Wednesday, December 16, 2009

Jaquet prepares for 16th legislative session

Representative to seek 9th term


By JON DUVAL
Express Staff Writer

State Rep. Wendy Jaquet, D-Ketchum, heads to Boise once more in January for her 16th consecutive legislative session.

Since 1995, the Blaine County resident has been a representative of District 25, which includes Blaine, Camas, Gooding and Lincoln counties.

Jaquet was House minority leader for 10 years, a position she vacated last year to take a seat on the powerful Joint Finance Appropriations Committee, also known as JFAC. The new post is also part of Jaquet's motivation to run for a ninth term in public office.

"The other members have spent time training me and I've invested a lot of effort into this," Jaquet said. "This position on JFAC is a real advantage for the district."
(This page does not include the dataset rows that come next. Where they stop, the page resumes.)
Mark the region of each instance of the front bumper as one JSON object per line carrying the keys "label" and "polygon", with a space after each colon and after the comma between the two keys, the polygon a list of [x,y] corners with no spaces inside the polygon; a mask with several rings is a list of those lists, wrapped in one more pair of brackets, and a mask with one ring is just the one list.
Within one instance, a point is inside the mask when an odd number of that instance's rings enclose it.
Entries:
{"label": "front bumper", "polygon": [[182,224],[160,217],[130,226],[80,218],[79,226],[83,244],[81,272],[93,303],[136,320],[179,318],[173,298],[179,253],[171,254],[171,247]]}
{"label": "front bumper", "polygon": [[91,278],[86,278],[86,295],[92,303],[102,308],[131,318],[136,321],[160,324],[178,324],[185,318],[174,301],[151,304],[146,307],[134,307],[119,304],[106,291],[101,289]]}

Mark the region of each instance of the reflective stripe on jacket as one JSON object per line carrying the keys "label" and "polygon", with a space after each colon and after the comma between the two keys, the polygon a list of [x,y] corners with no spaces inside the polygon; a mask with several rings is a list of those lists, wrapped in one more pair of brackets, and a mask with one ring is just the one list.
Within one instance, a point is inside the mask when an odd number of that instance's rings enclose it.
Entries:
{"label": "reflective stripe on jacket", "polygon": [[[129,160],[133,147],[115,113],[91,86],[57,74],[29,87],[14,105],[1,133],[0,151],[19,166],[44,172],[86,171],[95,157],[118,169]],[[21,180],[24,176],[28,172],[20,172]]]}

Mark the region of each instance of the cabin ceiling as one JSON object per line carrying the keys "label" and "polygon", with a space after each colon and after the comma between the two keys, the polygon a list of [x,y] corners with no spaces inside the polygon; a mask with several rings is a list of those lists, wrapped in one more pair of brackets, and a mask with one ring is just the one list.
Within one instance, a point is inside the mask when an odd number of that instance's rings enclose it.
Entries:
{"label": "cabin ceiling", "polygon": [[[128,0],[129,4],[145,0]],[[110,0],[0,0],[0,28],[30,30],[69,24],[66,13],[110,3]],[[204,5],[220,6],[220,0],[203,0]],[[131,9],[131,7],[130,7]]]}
The committee is largely responsible for the state's budget and determining how tax dollars are spent.

"It's rare that a budget bill coming out of JFAC gets defeated on the floor," Jaquet said.
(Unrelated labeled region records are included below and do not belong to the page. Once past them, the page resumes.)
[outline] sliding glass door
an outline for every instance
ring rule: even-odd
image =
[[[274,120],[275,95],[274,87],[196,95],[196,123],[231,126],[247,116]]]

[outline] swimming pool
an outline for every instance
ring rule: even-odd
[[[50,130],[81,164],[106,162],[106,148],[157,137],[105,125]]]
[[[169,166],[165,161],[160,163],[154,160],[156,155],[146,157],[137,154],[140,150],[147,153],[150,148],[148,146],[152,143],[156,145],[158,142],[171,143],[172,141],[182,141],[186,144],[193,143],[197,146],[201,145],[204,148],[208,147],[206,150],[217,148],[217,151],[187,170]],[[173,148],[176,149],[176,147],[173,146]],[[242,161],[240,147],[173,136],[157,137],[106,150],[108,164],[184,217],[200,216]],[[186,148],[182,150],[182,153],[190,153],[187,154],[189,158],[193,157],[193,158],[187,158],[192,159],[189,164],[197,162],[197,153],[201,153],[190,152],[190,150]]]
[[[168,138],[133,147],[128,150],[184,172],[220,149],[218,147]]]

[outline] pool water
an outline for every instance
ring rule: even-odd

The state's budget will surely be a hot topic in Boise as the Legislature gets under way Jan. 11. In September, Idaho Gov. C.L. "Butch" Otter ordered spending holdbacks from state departments ranging from 2.5 to 7.5 percent to help curb an estimated budget shortfall of $151 million for the current fiscal year, which runs from July 1, 2009, through June 30, 2010.

With these cuts and by spending reserves, the deficit has been reduced to about $50 million, but in the case that the state does not experience economic growth in the next year, the 2010-11 budget is looking bleak as well.

To ensure a balanced budget for the next fiscal year, Jaquet said, the state might have to cut another 9 to 11 percent, a difficult task considering the demands for increased frugality that have already been made on departments.

While Otter has broached the idea of another budget reduction, this time an across-the-board 2 percent cut, Jaquet said she opposes the idea, as it could have disproportionate impacts on various departments.

Jaquet said that in addition to setting the budget, she could be personally involved in nearly a dozen pieces of legislation this session, including laws to help encourage the development of workforce housing and to institute tax credits for "green" energy businesses.

Another issue that has gained momentum locally is minimum revenue guarantees, which ensure local air service by providing airlines with a certain sum of money if low numbers of tickets are sold. The programs ensure that minimum revenue amounts are tallied. While Sun Valley Co. is the main source of these funds to Horizon Air service to Hailey, efforts by the cities of Ketchum and Sun Valley to contribute have been stymied by the Idaho Attorney General's Office, which declared it unconstitutional for a city to contribute money to private businesses.

Jaquet said she will investigate a way to use local-option tax proceeds to help pay for the guarantees.

As for one of the more controversial issues from the 2009 Legislature, Jaquet said she did not think that a bill giving cities and counties the authority to issue liquor licenses would resurface this year. Currently, licenses are issued by the state and are limited to one for every 1,500 local residents. Additional liquor licenses are viewed by supporters of the change as a way to help stimulate the economy.

However, opposition to the bill came from current liquor license holders and from others who focused on the harmful impacts of a potential increase in alcohol consumption.